More than 1,000 murders and 550 rapes are prevented each day
because people carry guns in self-defense.
These numbers show that guns should not be regulated more
than they already are, said members of the Second Amendment
Sisters, a group set up last year to counter the Million Mom
March, whose supporters favor stricter gun control.
"Self-defense is my God-given right," said Susan Camarata of
Philadelphia, one of six speakers at the 30-person rally.
She said she was kidnapped and raped in 1984 and believes
she could have prevented the assault if she had carried a
gun. Now that she does, she fears the anti-gun lobby will
try to take it away from her.
"The million misinformed moms ... misuse statistics and tell
outright lies. Do they want to put me in jail for exercising
my God-given rights?" she asked.
The statistics cited yesterday were culled from a
"well-respected study," said state Rep. Teresa Forcier,
R-Crawford, who often supports bills promoted by the
National Rifle Association. "We are here to stand and be
heard. So no to murder. Say no to rape."
The statistics are bogus, said David Bernstein, spokesman
for Handgun Control Inc.
The numbers come from studies done by Gary Kleck of Florida
State University and from author John R. Lott Jr. The
studies have been criticized by other academics and
statisticians.
"It's the two people they parade out every time they want to
make a statistical argument," Bernstein said. "It's all
bogus statistics."
The Kleck study, done in 1993, concluded that 2.5 million
violent crimes -- 400,000 of them homicides -- are prevented
each year because citizens are armed. If he is right, that
would mean that homicides are prevented by armed citizens
four times more often than criminals commit them, and that
doesn't make sense, said Bernstein.
As for Lott's frequently cited study that concluded crime
rates fell 8 percent to 15 percent when changes in laws
allowed citizens to carry concealed weapons, it was
"debunked as fatally flawed by literally hundreds of
academics," said Bernstein.
Even Kleck wrote that Lott's conclusions could have resulted
from naturally declining crime rates coinciding with changes
in gun-carrying laws and changes in law-enforcement
techniques, according to Handgun Control.
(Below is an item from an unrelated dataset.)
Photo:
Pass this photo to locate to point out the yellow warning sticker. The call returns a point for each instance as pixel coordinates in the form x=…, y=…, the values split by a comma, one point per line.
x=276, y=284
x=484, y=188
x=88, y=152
Several speakers at yesterday's rally said, statistics
aside, they are opposed to any changes to current gun laws.
There currently are no gun regulation laws pending before
the state Legislature.
Laws to force gun manufacturers to design guns that show
when they are loaded or allow only their owners to use them,
or that mandate trigger locks be sold with guns, are
technological solutions to a problem that doesn't exist,
said Maria Heil, national press coordinator for the Second
Amendment Sisters.
"Technology can fail," she said.
Trigger locks would make a gun "completely useless" in the
event of a home invasion, she said.
Any move to tighten trigger pulls on guns, so that children
could not as easily discharge weapons accidentally, is
"discriminatory" against women and the elderly who may not
have the necessary strength to use such a weapon, she added.
"We have to continue with our fight," she said. "There is
not a gun violence epidemic. There is a violence epidemic."